Brian, thanks for the info. I have to check this place out the next time I head to my cabin. I go right by there. Can't wait.


----------



## DYNO360 (Jul 22, 2010)

Thanks. Berryville is close by in Clarke county, Virginia. I live next to Clarke county in Jefferson county, West Virginia.
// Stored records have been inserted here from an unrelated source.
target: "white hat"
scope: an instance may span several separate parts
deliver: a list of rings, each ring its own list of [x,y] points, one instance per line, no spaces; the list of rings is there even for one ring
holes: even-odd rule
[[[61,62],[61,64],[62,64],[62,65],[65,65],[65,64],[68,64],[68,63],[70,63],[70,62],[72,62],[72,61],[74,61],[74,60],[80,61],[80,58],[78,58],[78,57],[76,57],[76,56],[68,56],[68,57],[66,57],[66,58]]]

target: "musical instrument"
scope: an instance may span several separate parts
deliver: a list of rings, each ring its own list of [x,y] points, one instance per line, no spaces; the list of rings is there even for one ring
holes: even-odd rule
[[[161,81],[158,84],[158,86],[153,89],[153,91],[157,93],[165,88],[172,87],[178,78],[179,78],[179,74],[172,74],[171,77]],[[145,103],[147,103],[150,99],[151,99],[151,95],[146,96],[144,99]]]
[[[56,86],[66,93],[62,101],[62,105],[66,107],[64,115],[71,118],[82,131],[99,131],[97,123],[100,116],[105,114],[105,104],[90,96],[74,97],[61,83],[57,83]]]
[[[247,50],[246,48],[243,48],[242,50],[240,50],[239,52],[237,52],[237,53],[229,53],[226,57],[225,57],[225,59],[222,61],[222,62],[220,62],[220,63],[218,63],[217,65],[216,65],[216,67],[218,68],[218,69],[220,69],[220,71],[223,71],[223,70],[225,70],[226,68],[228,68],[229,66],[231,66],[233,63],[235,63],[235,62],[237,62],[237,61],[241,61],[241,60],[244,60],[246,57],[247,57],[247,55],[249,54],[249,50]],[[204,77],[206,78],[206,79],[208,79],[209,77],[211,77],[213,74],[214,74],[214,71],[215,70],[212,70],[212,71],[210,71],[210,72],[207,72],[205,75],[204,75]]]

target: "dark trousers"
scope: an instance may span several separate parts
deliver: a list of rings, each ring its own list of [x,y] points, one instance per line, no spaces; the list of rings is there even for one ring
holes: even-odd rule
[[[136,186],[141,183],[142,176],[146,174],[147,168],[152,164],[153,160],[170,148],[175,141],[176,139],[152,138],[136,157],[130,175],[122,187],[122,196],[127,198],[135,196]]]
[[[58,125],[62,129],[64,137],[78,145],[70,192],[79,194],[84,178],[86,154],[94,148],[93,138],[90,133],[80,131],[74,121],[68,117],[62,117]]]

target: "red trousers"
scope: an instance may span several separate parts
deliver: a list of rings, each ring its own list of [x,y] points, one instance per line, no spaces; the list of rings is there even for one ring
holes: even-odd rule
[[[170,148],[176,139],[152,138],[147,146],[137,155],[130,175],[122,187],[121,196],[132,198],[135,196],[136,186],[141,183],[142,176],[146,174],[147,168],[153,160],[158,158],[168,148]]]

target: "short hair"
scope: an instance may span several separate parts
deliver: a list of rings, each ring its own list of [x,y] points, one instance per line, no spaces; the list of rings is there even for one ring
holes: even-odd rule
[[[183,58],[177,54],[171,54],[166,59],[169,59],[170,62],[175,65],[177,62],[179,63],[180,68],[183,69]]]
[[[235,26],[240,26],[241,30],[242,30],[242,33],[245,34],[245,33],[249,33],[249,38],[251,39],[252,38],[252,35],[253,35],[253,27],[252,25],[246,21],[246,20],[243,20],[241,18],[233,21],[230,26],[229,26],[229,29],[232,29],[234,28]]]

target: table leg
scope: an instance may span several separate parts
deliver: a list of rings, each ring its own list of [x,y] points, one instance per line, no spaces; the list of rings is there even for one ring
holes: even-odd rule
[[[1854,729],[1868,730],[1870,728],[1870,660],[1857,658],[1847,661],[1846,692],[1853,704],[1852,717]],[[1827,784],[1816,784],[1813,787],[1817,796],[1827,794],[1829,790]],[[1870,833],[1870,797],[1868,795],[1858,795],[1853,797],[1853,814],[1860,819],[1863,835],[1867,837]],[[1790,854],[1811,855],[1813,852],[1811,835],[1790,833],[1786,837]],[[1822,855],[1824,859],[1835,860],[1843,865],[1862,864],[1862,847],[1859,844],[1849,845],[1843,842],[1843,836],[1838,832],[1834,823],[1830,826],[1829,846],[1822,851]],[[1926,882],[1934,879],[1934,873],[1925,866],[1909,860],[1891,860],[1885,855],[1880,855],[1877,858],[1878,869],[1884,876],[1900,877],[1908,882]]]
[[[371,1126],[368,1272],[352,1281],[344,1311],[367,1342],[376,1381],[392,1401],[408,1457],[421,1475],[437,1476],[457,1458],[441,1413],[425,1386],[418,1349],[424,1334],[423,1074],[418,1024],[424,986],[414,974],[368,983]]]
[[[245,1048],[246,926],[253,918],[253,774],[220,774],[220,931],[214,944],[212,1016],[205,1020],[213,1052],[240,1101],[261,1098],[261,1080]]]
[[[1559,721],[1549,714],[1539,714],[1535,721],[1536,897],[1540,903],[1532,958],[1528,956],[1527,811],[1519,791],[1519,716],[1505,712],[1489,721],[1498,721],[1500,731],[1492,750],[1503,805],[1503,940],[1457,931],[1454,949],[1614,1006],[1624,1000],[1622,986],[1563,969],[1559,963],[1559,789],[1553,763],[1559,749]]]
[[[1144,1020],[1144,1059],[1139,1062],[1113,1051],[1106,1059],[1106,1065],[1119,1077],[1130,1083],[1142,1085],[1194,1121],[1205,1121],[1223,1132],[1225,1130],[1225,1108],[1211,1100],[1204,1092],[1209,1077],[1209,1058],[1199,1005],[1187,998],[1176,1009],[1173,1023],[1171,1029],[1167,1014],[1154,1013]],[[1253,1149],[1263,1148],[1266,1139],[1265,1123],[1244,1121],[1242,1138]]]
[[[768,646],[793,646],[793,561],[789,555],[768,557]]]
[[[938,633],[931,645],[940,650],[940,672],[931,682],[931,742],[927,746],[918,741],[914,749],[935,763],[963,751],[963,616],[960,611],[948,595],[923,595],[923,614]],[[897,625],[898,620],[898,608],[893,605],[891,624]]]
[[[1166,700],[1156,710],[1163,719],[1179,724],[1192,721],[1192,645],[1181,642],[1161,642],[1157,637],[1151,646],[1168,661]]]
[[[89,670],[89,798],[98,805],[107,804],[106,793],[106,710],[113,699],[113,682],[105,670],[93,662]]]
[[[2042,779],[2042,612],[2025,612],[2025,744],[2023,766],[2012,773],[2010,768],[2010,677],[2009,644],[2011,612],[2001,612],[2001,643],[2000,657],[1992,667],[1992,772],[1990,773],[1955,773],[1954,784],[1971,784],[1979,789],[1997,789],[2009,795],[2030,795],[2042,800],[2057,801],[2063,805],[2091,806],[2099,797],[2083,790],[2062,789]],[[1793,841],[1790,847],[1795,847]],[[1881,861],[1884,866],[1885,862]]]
I got to check them out.


----------



## CharlesNeil (Oct 21, 2007)

here is another guy in Va, we use all the time, but will certainly have to check these guys out..


----------



## Brian024 (Feb 2, 2009)

What part of Jefferson County do you live in DYNO, I live in Kearneysville so its about 20 to 25 minutes from there.

I'll ave to check those guys out to Charles, I've been looking for sources closer to home.


----------



## bomisore (Jun 27, 2010)

Do you know of any good dealers closer to DC?


----------



## Bertha (Jan 10, 2011)

I'm in Kanawha County, WV, so it's a bit of a trek for me. I might end up checking them out, as I haven't had much other luck.


----------



## matthew_dunne (Jan 31, 2009)

Hey Ben,
You may want to check out Vienna Hardwoods.


----------



## daves1 (Oct 29, 2010)

Ben, try Hardwoods Inc. in frederick. They have a great selection. Also Exotic Lumber inc. in Gaithersburg.


----------



## Woodbutcher3 (Jul 1, 2010)

Awesome prices - What great resouce - thanks for sharing!


----------



## bomisore (Jun 27, 2010)

Matt and Dave, thanks will be going to Vienna tomorrow.


----------